Short Presburger arithmetic is hard
We study the computational complexity of short sentences in Presburger arithmetic (Short-PA). Here by “short” we mean sentences with a bounded number of variables, quantifiers, inequalities and Boolean operations; the input consists only of the integer coefficients involved in the linear inequalities. We prove that satisfiability of Short-PA sentences with $m+2$ alternating quantifiers is $\Sigma_{P}^m$-complete or $\Pi_{P}^m$-complete, when the first quantifier is $\exists$ or $\forall$, respectively. Counting versions and restricted systems are also analyzed. Further application are given to hardness of two natural problems in Integer Optimizations.
💡 Research Summary
This paper provides a definitive analysis of the computational complexity of deciding satisfiability for “short” sentences in Presburger arithmetic (PA), where the number of variables, quantifiers, inequalities, and Boolean operations is fixed. The only input is the integer coefficients appearing in the linear inequalities. The central finding is that for sentences with m+2 alternating quantifiers (where m≥1), the decision problem is Σ_P^m-complete if the first quantifier is existential (∃), and Π_P^m-complete if it is universal (∀). This settles a fundamental open problem, disproving conjectures that such problems were tractable.

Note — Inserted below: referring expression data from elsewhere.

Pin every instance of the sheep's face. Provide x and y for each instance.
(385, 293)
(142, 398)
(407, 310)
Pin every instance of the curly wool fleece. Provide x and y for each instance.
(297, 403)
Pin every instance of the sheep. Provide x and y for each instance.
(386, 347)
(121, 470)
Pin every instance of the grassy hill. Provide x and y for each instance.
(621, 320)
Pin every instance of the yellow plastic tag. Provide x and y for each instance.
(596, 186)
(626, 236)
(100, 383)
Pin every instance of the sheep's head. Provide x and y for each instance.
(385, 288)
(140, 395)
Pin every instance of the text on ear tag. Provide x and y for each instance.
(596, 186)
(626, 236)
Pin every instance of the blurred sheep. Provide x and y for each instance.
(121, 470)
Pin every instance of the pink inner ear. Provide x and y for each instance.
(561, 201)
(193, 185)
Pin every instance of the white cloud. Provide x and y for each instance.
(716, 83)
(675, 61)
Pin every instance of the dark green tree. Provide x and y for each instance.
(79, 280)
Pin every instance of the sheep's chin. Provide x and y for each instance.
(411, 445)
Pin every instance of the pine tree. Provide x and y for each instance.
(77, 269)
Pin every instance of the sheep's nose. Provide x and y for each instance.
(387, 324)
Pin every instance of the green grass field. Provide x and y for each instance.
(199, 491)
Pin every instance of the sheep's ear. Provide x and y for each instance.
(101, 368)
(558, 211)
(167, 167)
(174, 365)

The technical core involves a sophisticated chain of reductions from known NP-complete problems. The authors start with the AP-COVER problem (covering intervals with arithmetic progressions). Using the theory of finite continued fractions, they encode arithmetic progressions as rational numbers. The geometric properties of the convergents of these continued fractions are then leveraged to “lift” the combinatorial problem into a low-dimensional geometric setting. This allows them to construct, for the base case of three alternating quantifiers (∃∀∃), a short Presburger expression with only 10 inequalities in 5 variables that is NP-complete to decide. The reduction is parsimonious, proving the corresponding counting problem is #P-complete.

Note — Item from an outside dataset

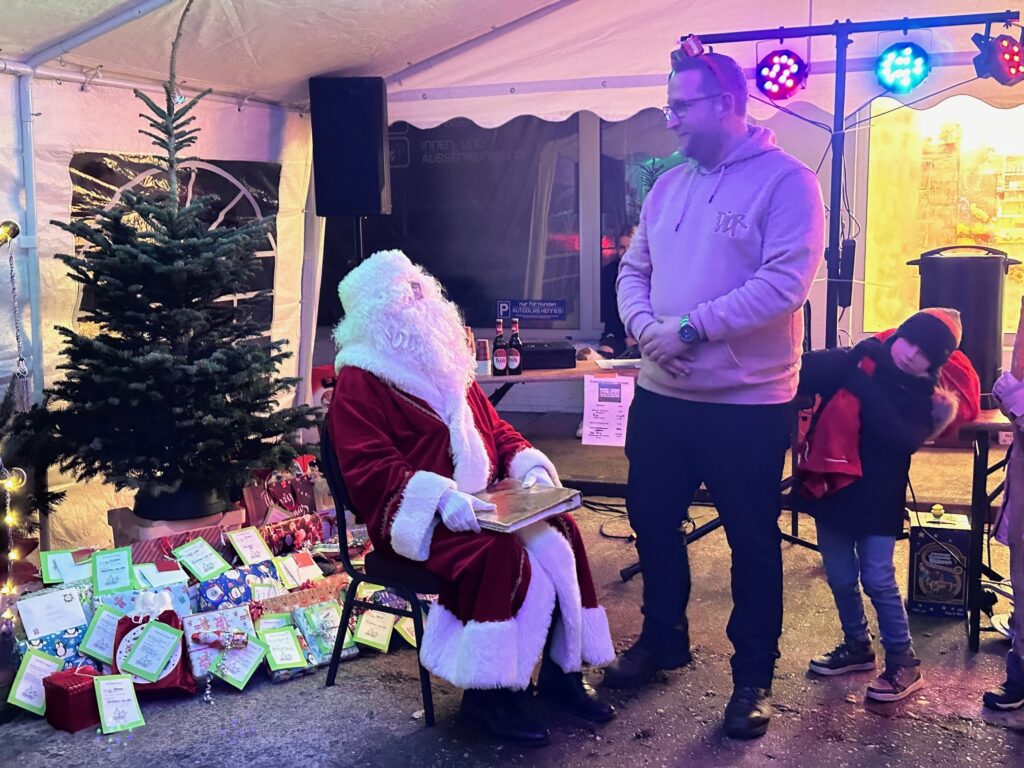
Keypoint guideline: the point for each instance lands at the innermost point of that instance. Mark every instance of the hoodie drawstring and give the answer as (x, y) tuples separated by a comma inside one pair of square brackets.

This construction is further refined to show that even the more structured Generalized Integer Programming problem (GIP)—which uses only conjunctions of inequalities in the form ∃z ∀y ∃x: Ax+By+Cz≤b—remains NP-complete and #P-complete. Remarkably, this holds even under severe restrictions: when the parameter spaces are simple (an interval R and a triangle Q), and with a bounded number of variables (e.g., z∈Z, y∈Z², x∈Z³) and a bounded, albeit large, number of inequalities (up to 8400). The results are generalized to any number of quantifier alternations, establishing completeness for the respective levels of the Polynomial Hierarchy.
As applications, the hardness results are used to prove that two natural problems in integer optimization are NP-hard: 1) computing the max-min value of a quadratic function over integer points in a two-level hierarchy, and 2) minimizing a linear function over the Pareto minima defined by two linear and one quadratic function over integer points in a polytope.
Finally, the paper discusses profound implications for Kannan’s Partition Theorem (KPT), a key tool in parametric integer programming. The strong negative results presented here contradict the existence of the polynomial-size partition of the parameter space guaranteed by KPT. The authors provide a quantitative lower bound showing that any such partition must have exponentially many pieces, strongly suggesting a gap in the original proof of KPT and necessitating a re-examination of this foundational result.